Onésime Coche savait tout cela, et c'est pour en rendre compte avec toute l'exactitude possible, qu'il s'était engagé dans cette affaire.
Or, le juge était un petit homme tout rond, avec une figure replète, et de bons petits yeux qui semblaient rire sous les lunettes. Il fit asseoir le journaliste devant lui et fouilla dans ses dossiers tout en le regardant à la dérobée. Cet examen sournois acheva d'énerver Coche qui se mit à tapoter du bout du doigt sur le bord de son chapeau.
Un homme peut dissimuler sa pensée, mentir avec les yeux, conserver malgré tout un regard et une impassibilité tels que pas un de ses muscles ne bouge, réagir même contre la rougeur qui monte à son front ou la pâleur qui l'envahit, mais ses mains ne peuvent pas, ne savent pas mentir.
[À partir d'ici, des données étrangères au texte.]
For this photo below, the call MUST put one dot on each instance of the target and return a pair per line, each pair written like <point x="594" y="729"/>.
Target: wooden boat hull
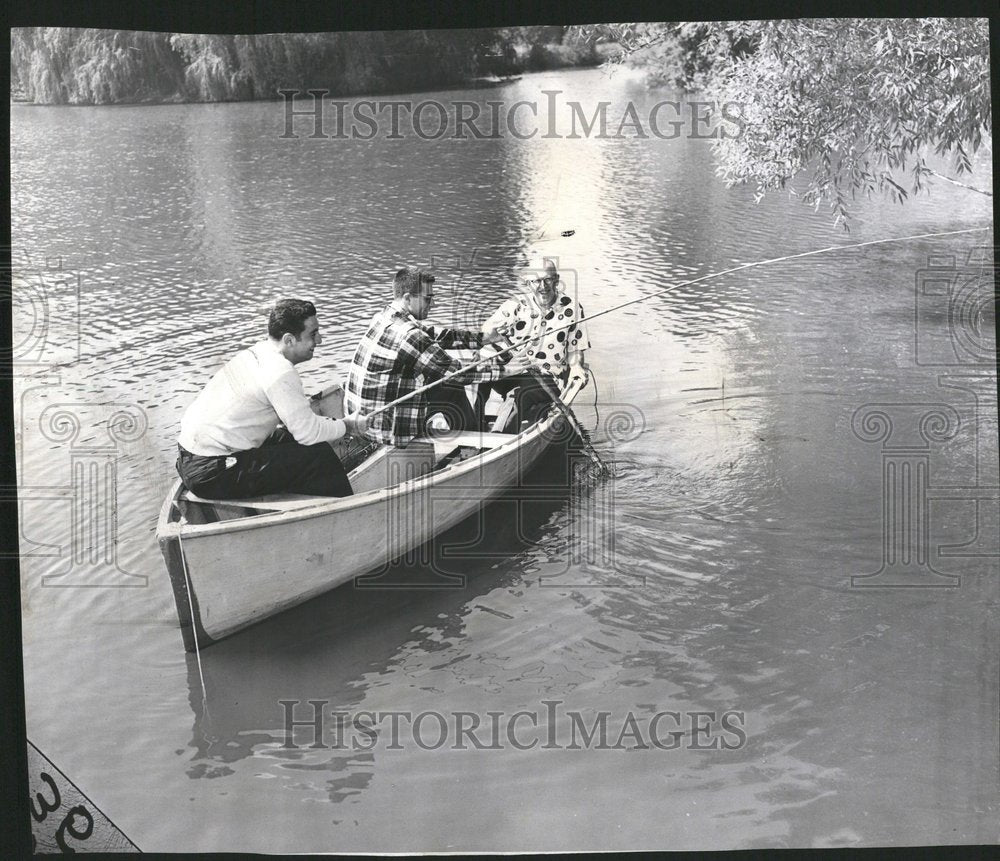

Nos mains ne nous appartiennent pas; notre volonté demeure sans prise sur elles; nos mains intelligentes, sottes, câlines ou brutales, sont les traîtresses que nous portons avec nous, et le juge ne quittait pas des yeux les mains de Coche. Quand il les vit frémir, il se dit que le moment de frapper le premier coup approchait; quand il les vit se crisper, il releva la tête et commença l'interrogatoire par quelques formalités indispensables: nom, âge, profession, etc., puis il reprit l'examen de ses dossiers tandis que Coche, de plus en plus énervé, crispait les poings sur ses genoux. Alors, jugeant la minute propice, sans autre préambule, le juge lui dit:
— Voulez-vous m'expliquer pourquoi vous avez brusquement disparu de votre domicile, et comment il se fait qu'on vous ait retrouvé il y a trois jours dans un hôtel borgne de l'avenue d'Orléans?…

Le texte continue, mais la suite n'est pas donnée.